His words didn't soothe investors, who would like to see the company develop meaningful revenue outside of its search-advertising business. Shares of Alphabet fell nearly 5 percent in after-hours trading. 

Alphabet's experimental projects, called "other bets" in its parlance, include Waymo, a self-driving car unit, and Verily, a health-and-biotech company. Those types of projects lose money, but less than they used to. In the fourth quarter, they lost $916 million, versus $1.09 billion over the same period the previous year.

Separately, the company said it had appointed John L. Hennessy as chairman of the board of directors, after former Chairman Eric Schmidt said last month he would step down. Hennessy, who is a past president of Stanford University, has been a member of Google's board since 2004. 

Controversies piling 

Alphabet's earnings announcement comes as Alphabet CEO Larry Page and Pichai grapple with questions about the company's diversity and culture. In August, Google engineer James Damore made national headlines for a 3,300-word memo that challenged the way the company thinks about diversity. Damore argued a gender gap exists not necessarily because of sexism, but in part because of "biological" differences between men and women. Days after the memo went viral, Pichai fired Damore.

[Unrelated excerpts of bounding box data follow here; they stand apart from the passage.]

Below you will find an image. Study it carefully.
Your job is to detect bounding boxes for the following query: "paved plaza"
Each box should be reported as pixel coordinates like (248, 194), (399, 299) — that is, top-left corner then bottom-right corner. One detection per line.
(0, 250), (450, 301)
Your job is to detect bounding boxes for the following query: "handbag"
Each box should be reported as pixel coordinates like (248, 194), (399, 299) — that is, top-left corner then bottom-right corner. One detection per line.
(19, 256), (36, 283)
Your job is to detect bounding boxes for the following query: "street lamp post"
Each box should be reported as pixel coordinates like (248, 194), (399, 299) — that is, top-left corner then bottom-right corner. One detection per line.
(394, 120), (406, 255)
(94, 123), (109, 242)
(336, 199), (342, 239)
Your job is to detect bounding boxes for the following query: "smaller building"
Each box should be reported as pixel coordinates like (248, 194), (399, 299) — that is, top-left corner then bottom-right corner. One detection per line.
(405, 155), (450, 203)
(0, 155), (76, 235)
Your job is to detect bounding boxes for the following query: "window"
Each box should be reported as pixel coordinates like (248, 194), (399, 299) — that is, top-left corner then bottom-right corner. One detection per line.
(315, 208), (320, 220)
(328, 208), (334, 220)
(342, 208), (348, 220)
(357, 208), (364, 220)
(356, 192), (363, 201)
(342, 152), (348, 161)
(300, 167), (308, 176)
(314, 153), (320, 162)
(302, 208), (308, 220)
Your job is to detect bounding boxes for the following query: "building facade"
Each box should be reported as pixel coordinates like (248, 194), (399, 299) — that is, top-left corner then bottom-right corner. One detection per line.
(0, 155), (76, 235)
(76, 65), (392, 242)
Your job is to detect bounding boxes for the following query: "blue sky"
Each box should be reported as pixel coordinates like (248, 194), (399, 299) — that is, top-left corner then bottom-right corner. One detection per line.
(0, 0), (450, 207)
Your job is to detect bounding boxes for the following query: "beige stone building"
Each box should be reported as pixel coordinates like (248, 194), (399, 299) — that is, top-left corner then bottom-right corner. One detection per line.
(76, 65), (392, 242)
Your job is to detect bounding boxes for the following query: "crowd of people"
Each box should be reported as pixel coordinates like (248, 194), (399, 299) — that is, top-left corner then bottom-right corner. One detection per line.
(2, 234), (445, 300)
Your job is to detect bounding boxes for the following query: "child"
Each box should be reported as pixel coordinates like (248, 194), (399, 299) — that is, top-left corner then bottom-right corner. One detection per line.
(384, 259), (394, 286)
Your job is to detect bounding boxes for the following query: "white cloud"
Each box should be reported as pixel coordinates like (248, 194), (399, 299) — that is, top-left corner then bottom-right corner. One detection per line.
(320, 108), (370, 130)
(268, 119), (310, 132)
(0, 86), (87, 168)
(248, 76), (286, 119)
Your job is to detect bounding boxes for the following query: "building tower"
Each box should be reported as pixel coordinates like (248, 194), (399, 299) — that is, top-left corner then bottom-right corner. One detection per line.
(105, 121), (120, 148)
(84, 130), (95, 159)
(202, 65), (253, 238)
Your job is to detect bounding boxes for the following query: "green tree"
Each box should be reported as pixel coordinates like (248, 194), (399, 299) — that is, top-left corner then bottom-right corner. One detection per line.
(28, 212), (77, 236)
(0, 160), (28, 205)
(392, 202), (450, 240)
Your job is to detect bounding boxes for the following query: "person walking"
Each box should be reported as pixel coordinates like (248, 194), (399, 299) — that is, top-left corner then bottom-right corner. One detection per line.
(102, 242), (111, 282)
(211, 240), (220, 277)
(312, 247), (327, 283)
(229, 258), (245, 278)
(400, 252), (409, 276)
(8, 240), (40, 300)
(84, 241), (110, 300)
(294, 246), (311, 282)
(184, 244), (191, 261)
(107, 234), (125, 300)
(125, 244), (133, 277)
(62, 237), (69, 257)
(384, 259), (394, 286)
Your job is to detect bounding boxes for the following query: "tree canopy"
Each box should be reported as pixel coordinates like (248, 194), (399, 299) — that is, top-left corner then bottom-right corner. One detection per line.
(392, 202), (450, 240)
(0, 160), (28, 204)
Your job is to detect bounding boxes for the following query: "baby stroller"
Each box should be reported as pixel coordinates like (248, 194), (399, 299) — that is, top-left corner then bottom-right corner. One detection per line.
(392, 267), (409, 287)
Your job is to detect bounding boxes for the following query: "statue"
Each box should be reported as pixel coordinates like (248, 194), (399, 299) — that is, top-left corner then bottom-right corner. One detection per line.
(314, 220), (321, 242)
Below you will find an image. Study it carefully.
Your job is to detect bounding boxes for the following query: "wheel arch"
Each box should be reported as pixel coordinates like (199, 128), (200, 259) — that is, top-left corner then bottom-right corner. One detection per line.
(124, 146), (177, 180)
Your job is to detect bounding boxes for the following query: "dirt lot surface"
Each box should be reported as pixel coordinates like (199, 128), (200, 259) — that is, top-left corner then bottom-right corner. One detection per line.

The controversy isn't going away. In January, Damore filed a lawsuit against his former company, alleging Google discriminates against white men and conservatives. Meanwhile, the US Department of Labor is probing Google for allegations of gender pay discrimination. (Google's workforce is 69 percent male and 31 percent female.)

Meanwhile, YouTube is also on the hot seat. Logan Paul, a YouTube star whose channel has more than 15 million followers, posted a video on New Year's Eve from a forest in Japan that showed the body of someone who'd committed suicide. YouTube eventually decided to cut business ties with Paul, ousting him from Google Preferred, YouTube's premium advertisement lineup. The episode highlighted how much YouTube, the biggest online video site in the world, struggles with policing a platform that boasts more than a billion viewers a month.

YouTube has also been under fire after the filters for YouTube Kids, the version of the site designed for younger audiences, failed to recognize or pull down some videos that feature disturbing images aimed at children -- like Mickey Mouse lying in a pool of blood or a claymation version of Spider-Man urinating on Elsa, the Disney princess from "Frozen." Videos featuring children doing innocuous activities like exercising are also riddled with predatory or sexual comments from viewers.

In November, the company outlined new rules to make YouTube safer for kids. They included using machine learning and automated tools to identify inappropriate videos, as well as doubling the number of human reviewers to police the content. Some critics, though, felt the new rules didn't go far enough.

Pichai didn't address those concerns directly on Thursday, though he called out the "significant work we're doing to protect users and stop abuse on the platform."

First published Feb. 1, 1:17 p.m. PT.
Update, 3:29 p.m. PT: Adds more information from conference call.